O centroavante se dedicou. Passou a treinar em períodos extras. Já com Cristóvão Borges, cumpriu um cronograma especial, desenvolvido pelo preparador físico Rodrigo Poletto. Virou o artilheiro do time e, totalmente recuperado, serviu o time comandado por Luiz Felipe Scolari.

O rendimento na Copa deixou a desejar. Marcou apenas um gol em seis partidas. Ficou marcado pela goleada sofrida diante da Alemanha.

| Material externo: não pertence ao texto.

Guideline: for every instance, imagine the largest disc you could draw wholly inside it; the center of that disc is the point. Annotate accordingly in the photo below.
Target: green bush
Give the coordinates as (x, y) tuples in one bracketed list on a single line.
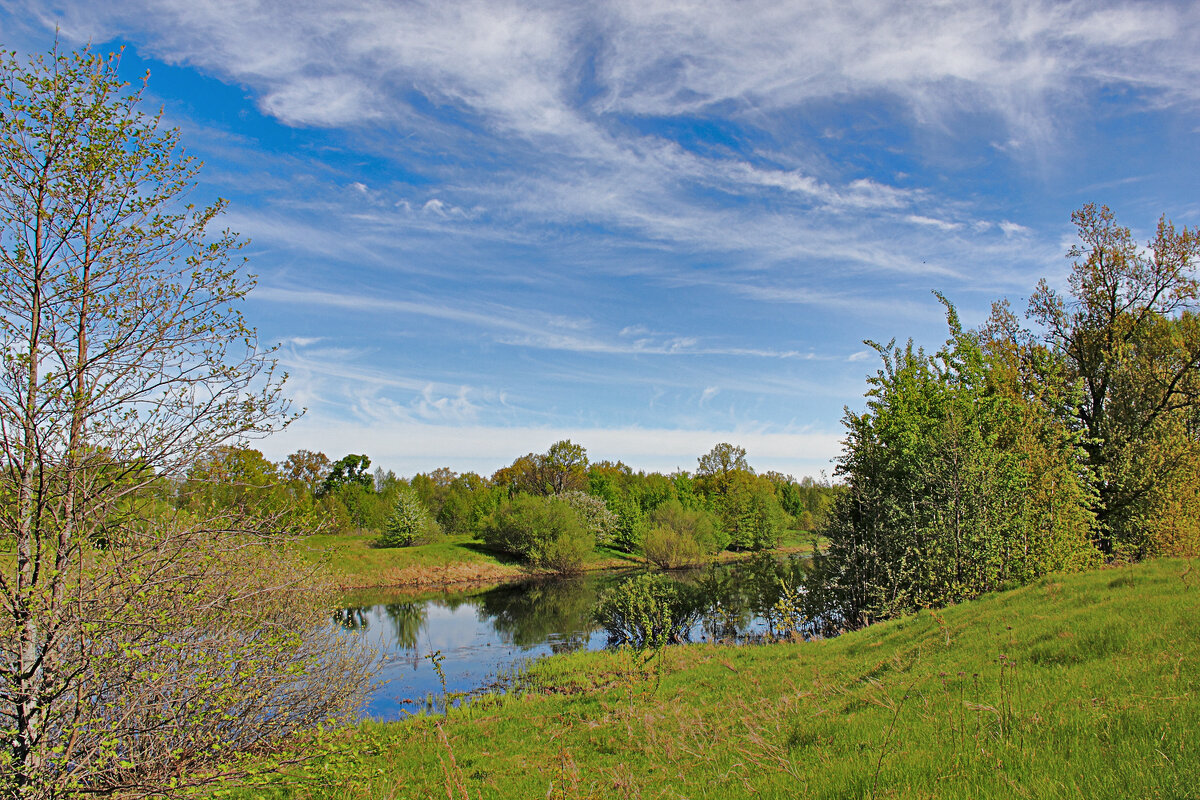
[(681, 536), (544, 531), (409, 522), (594, 515), (670, 549), (648, 611)]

E, após um período de folga, se reapresentou ao Flu. Entre altos e baixos, passou a ser o velho e bom Fred desde a goleada sobre o Palmeiras, no Maracanã, ao marcar duas vezes - vinha de ser poupado no empate contra o Figueirense.

Desde então, teve o desempenho citado acima: seis gols em oito jogos. Além de marcar contra o Verdão, o fez nos confrontos com Flamengo, São Paulo, Bahia e Inter. Tem 11 gols no Brasileirão e disputa a artilharia com Henrique, do Palmeiras, e Marcelo Moreno, do Cruzeiro, que tem 13 .
- Eu convivo há muito tempo com isso. Deu certo na Copa das Confederações, deu errado na Copa do Mundo. A pressão aumentou pois atuo aqui no Brasil. As brincadeiras... isso me motiva. É gostoso. A vaia, a pressão. E quando faço gol... Isso está superado. Entendi que seria um processo devagar. Foi uma carga forte em cima. Estou superando muito bem - disse, após a vitória sobre o Palmeiras ao admitir ter superado o trauma da Copa.

Ele tinha razão. Foi questão de tempo para voltar a marcar. Faltando 10 rodadas para o término do Brasileirão, porém, fica praticamente impossível superar a melhor marca de gols em um ano pelo Flu: 34 em 2011. Mas é um alento na luta por vaga no G-4.

Com 42 pontos, o Tricolor é o oitavo. Tem cinco a menos do que o Atlético-MG, o quarto colocado. Enfrentará o Criciúma, sábado, no Maracanã em busca da recuperação.